The observed differential expression of chemokines, particularly within the CXC family, between the ICR^high and ICR^low groups underscores the critical role of chemokines in regulating the active T-cell–inflamed antitumor phenotype of ovarian cancer. The identification of enriched chemokine-related and MHC class II pathways in the ICR^high group suggests a potential molecular mechanism for maintaining an immune-active tumor microenvironment, that may contribute to favorable outcomes in ovarian cancer patients. These findings are consistent with previous studies indicating the essential role of chemokines in recruiting effector immune cells to the tumor microenvironment, thereby enhancing antitumor responses [34–37]. Our study successfully identified two chemokine-based subgroups in OV and validated this classification in multiple public datasets and our in-house validation cohort using unsupervised analysis of the expression profiles of CXCL9, CXCL10, CXCL11, and CXCL13. Previous studies have suggested that CXCL10 regulates the TME in OV cancer, leading to significant immune cell infiltration [38, 39]. In addition, CXCL9 cooperates with CCL5 to play a crucial role in coordinating T cell responses within tumors, shaping T cell inflammatory phenotypes, and influencing the efficacy of checkpoint immunotherapy [40]. Furthermore, epigenetic silencing of the Th1 chemokines CXCL9 and CXCL10 can alter the T cell landscape and serve as a reversible mechanism used by tumors to evade immune surveillance [41]. A recent study has elucidated the significant role of CXCL13, expressed by stromal cells and macrophages, as a potent chemokine for recruiting B-cells [42]. CXCL13 also aids in sustaining CD8 + T cells within tertiary lymphoid structures (TLSs) and enhances the combined therapeutic efficacy of CXCL13 and PD-1 blockade therapy in high-grade serous ovarian cancer. The pivotal involvement of CXCL13 in forming an antitumor TME suggests its potential as a crucial component in therapeutic interventions against OV [43].

Our results provide evidence for the involvement of CXC chemokine gene induction in facilitating immune cell infiltration, thereby promoting the development of a pro-inflammatory T-cell response against tumors. Specifically, we observed a significant increase in the presence of activated CD4 + T cells, activated CD8 + T cells, macrophages, Th1 T cells, and DCs within the 4-CXC^high group compared to the 4-CXC^low group.
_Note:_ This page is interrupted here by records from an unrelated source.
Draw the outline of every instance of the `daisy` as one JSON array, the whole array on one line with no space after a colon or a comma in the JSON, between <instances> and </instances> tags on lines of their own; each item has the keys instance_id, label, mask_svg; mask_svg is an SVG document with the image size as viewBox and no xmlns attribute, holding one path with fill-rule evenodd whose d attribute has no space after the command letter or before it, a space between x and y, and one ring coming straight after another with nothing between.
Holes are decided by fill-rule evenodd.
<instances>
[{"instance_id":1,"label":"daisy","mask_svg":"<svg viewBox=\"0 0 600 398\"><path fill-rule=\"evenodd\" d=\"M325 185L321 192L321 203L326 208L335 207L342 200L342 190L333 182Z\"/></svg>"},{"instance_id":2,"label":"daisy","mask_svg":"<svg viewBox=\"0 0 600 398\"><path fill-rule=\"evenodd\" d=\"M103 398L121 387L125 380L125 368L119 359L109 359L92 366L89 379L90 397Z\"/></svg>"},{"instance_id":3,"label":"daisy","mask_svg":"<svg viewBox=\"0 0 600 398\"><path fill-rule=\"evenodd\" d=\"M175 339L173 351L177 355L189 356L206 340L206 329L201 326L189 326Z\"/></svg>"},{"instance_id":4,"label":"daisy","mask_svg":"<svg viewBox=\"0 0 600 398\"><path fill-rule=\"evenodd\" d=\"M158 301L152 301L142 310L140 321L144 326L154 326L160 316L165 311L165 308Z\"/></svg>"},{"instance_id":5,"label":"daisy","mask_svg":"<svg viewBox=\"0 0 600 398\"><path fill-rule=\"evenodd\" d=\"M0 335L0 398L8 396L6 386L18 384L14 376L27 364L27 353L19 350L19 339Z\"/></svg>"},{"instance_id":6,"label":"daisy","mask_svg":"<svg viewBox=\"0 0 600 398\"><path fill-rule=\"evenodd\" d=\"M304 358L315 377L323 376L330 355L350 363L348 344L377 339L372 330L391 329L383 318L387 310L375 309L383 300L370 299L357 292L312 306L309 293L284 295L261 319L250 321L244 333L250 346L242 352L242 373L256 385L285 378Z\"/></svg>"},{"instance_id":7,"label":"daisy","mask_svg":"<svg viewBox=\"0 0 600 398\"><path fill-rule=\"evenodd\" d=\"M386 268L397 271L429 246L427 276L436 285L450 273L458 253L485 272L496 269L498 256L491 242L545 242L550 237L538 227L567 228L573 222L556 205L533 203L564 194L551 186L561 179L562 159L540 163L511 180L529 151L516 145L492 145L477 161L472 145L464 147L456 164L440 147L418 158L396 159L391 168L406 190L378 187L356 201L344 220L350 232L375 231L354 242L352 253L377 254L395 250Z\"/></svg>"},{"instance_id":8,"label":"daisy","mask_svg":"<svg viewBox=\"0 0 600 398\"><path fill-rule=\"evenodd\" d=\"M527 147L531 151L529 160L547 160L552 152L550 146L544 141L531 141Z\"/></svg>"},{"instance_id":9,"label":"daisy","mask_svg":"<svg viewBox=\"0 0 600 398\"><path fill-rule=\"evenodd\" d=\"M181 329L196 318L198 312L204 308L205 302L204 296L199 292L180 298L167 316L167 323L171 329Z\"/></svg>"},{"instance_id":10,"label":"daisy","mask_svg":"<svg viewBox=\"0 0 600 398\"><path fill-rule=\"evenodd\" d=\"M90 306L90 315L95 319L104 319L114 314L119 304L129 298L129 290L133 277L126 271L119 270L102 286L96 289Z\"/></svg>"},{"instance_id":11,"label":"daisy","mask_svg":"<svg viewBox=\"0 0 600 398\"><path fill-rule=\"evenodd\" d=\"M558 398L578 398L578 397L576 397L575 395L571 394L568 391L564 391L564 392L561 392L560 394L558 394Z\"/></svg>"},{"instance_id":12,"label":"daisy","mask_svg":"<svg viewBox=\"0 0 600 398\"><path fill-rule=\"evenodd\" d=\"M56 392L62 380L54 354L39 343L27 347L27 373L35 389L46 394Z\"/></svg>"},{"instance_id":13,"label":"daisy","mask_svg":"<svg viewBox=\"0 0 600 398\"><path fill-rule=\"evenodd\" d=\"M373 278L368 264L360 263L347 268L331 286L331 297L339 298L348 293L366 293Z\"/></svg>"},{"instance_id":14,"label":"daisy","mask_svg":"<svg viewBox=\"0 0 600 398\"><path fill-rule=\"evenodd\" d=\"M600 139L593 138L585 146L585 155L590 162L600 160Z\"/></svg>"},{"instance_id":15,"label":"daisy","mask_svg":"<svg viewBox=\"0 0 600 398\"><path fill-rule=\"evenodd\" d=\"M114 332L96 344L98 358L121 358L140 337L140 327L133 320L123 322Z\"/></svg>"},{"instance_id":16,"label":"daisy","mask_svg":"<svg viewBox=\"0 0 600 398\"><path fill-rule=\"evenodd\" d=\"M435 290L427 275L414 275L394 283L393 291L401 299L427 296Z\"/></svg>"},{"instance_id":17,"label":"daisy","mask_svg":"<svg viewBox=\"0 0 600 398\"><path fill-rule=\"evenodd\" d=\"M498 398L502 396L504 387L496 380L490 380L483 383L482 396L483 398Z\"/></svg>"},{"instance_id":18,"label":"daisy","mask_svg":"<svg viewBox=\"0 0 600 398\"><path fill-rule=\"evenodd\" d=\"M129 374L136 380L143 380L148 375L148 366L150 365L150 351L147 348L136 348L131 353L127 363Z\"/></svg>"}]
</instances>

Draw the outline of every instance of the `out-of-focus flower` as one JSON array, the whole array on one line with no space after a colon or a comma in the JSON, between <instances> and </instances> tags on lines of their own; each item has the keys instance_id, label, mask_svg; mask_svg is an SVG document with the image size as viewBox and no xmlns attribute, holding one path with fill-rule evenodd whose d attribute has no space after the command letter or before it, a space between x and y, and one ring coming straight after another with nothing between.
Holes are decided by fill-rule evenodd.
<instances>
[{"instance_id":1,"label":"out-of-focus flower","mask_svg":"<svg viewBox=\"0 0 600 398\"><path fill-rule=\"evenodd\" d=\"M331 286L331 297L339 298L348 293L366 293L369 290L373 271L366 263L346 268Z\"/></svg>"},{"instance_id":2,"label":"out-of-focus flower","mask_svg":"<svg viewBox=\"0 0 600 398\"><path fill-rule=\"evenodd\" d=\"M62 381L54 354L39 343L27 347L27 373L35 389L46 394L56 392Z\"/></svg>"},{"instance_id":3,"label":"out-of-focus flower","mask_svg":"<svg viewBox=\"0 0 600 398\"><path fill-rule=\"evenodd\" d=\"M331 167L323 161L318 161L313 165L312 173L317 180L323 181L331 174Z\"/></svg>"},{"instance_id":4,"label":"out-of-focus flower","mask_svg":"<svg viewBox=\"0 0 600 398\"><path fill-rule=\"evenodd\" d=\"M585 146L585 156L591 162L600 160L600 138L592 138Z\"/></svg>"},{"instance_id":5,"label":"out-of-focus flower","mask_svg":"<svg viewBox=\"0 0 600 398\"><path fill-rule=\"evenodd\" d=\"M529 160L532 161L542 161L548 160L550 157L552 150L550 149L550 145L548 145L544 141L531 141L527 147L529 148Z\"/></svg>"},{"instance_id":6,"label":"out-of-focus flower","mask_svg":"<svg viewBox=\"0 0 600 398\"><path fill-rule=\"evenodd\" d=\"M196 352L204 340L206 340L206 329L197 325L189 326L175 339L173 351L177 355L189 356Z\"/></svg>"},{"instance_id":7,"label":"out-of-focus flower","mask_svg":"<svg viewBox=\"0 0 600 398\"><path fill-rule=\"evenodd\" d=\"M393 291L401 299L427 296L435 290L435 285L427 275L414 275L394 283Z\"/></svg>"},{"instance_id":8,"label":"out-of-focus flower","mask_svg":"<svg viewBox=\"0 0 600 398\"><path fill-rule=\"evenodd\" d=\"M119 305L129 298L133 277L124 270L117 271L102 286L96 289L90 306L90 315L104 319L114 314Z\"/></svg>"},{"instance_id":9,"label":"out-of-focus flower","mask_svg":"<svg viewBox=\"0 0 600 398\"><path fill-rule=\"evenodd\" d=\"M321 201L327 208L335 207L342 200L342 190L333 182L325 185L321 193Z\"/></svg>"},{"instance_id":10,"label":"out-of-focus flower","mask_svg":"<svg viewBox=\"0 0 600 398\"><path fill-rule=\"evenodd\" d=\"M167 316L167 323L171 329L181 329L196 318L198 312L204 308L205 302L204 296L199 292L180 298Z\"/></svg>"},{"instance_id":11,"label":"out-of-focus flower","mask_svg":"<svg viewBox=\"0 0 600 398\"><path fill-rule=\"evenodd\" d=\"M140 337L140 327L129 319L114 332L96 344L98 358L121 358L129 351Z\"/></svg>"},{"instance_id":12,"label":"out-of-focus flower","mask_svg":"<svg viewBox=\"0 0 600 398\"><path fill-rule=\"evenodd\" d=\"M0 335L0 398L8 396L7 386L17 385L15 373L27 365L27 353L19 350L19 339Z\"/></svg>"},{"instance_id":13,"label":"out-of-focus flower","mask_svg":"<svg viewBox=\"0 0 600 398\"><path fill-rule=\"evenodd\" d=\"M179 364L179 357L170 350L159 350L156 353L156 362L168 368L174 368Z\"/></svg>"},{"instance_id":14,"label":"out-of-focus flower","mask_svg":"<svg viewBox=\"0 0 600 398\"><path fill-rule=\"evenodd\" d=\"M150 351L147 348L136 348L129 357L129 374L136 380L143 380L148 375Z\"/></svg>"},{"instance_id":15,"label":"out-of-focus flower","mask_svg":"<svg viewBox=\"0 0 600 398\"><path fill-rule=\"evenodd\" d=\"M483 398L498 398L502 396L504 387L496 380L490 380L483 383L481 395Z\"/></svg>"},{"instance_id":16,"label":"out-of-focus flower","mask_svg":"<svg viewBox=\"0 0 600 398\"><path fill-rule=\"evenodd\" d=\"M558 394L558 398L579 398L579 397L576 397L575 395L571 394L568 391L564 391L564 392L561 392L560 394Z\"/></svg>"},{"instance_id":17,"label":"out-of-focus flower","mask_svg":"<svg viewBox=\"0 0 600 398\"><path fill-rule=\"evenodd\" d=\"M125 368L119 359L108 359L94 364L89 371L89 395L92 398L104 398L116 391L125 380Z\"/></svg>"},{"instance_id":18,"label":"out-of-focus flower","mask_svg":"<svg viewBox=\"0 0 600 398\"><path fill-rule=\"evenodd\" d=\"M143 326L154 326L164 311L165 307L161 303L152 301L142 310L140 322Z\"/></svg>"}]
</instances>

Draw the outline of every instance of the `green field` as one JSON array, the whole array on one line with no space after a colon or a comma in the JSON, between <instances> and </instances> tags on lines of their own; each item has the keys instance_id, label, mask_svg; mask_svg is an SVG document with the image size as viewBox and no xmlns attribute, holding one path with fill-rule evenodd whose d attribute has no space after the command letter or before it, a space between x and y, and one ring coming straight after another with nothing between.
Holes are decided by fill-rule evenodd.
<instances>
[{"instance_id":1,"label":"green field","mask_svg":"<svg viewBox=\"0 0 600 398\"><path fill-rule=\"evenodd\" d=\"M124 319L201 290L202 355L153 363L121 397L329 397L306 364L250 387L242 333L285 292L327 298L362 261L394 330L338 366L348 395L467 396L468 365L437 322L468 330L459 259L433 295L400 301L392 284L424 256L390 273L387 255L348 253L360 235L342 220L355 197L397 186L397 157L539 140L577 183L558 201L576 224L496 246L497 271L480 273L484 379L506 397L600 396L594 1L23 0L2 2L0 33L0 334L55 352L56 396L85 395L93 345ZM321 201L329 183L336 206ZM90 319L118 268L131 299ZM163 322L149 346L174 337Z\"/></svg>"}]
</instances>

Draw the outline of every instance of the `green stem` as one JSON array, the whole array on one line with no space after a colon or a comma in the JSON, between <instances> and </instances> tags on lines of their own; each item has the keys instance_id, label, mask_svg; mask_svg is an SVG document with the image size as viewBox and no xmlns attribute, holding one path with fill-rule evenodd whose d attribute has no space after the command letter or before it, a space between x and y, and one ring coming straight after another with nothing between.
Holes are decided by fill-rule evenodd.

Previous studies have suggested that DCs play a critical role as immune system sentinels, capable of detecting tumor-specific antigens displayed on cancer cell surfaces [44]. Macrophages in the tumor microenvironment can adopt either an antitumor M1 phenotype or a pro-tumor M2 phenotype, with the heterogeneity of tumor-associated macrophages (TAMs) being influenced by various stimuli in the TME [45, 46]. This complexity highlights the importance of investigating the role of immune cells in OV, as the normal immune response may not be sufficient to fight the tumor effectively. Understanding the potential mechanisms underlying immune cell interactions in the TME is essential for developing effective therapeutic strategies.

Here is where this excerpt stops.